The 27th annual International Documentary Film Festival Amsterdam wrapped up this weekend and Laurent Bécue-Renard’s “Of Men and War” took home the top prize for Best Feature-Length Documentary.

Per IDFA’s synopsis, “The film is about a group of American Iraq veterans with post-traumatic stress disorder. Director Bécue-Renard follows the group for many years during therapy sessions in a clinic for veterans.” The IDFA jury explained its decision for the film’s win: “The Jury recognizes a film that confronts us with our fragility as human beings, revealing that we must treat each other with gentleness and love. In a way that is never intrusive, the camera participates in therapy sessions for traumatized veterans…a more powerful anti-war film is hard to imagine.”

The full list of winners and IDFA synopses are below:

Best Feature-Length Documentary 
“Of Men And War” by Laurent Bécue-Renard

Special Jury Award
“Something Better to Come” by Hanna Polak 
For fourteen years Polak followed young girl Yula and those who share her fate, living in the biggest waste tip in Europe, just outside Moscow.

NTR IDFA Award for Best Mid-Length Documentary
“Kamchatka – The Cure
for Hatred” by Julia Mironova  
A (self-)portrait of the former television reporter Vijatsjeslav Nemishev who in 2001 covered the war in Chechnya and now lives a withdrawn life on an island.

Award for First Appearance
“Drifter”by Gábor Hörcher 
An up-close-and-personal portrait of a rebellious Hungarian racing talent who dramatically often veers of the socially accepted course.

Peter Wintonick Special Jury Award for First
Appearance

“Mother of the Unborn” by Nadine
Salib
Salib’s film is about an Egyptian woman’s desire to become pregnant and thereby gain acceptance as a woman. The film received financial support from the IDFA Bertha Fund and was also one of the projects at the IDFAcademy Summer School 2014.

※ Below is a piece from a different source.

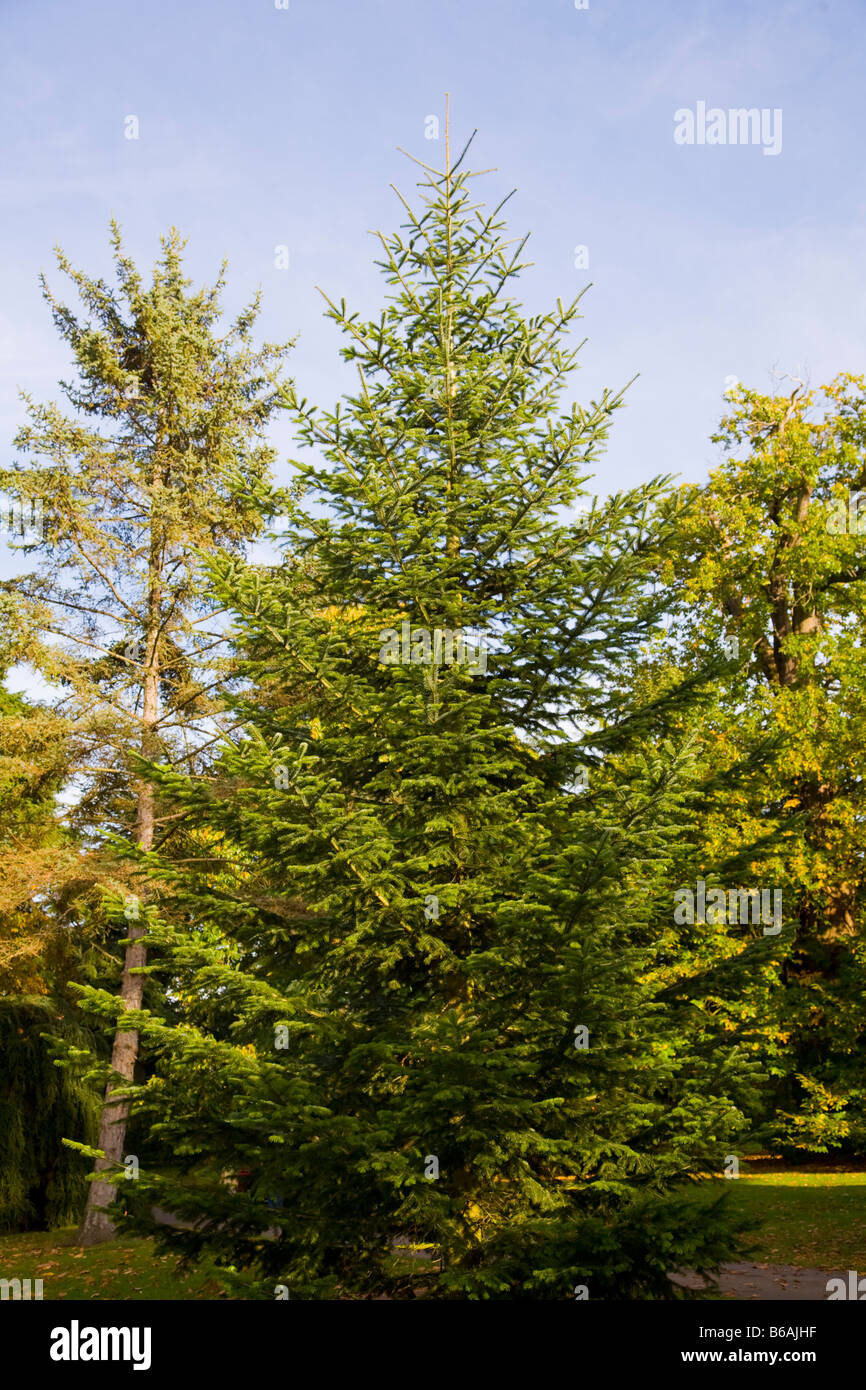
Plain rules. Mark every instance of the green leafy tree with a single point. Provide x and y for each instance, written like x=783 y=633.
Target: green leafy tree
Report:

Beeld en Geluid IDFA Award for Dutch Documentary
“The New Rijksmuseum – The Film” by Oeke Hoogendijk 
The film is a fascinating behind-the-scenes report on the large-scale renovation of the Netherlands’ most well-known museum, which took a total of ten years.

BankGiro Loterij IDFA Audience Award
“Naziha’s Spring” by Gülsah Dogan

A candid portrait of single mother Naziha, a number of whose children were the focus of negative media attention in 2007. 

IDFA DocLab Award for Digital Storytelling
“Serial” by Sarah Koenig and Julie Snyder

“Serial” is an audio-visual whodunit who keeps the followers of the podcast on permanent tenterhooks: who killed American schoolgirl Hae Min Lee? 

IDFA Award for Student Competition
“No Lullaby” by Helen Simon
The film is a reconstruction of a horrific family history across three generations.

IDFA Melkweg Music Documentary Audience Award
“Keep On Keepin’ On” by Alan Hicks 
The film is about jazz legend Clark Terry (1920) and his young protégé Justin Kauflin, a blind jazz pianist.

IDFA DOC U Award
“My Beautiful Broken Brain” by Sophie Robinson and Lotje Sodderland
Following a serious stroke, resilient, intelligent Lotje Sodderland tries to recapture her previously glorious life.

 Mediafondsprijs Kids & Docs 2014
“Giovanni and the Water Ballet” by Astrid Bussink
A special children’s jury chose “Giovanni and the Water Ballet” as the best Dutch youth documentary of the past year.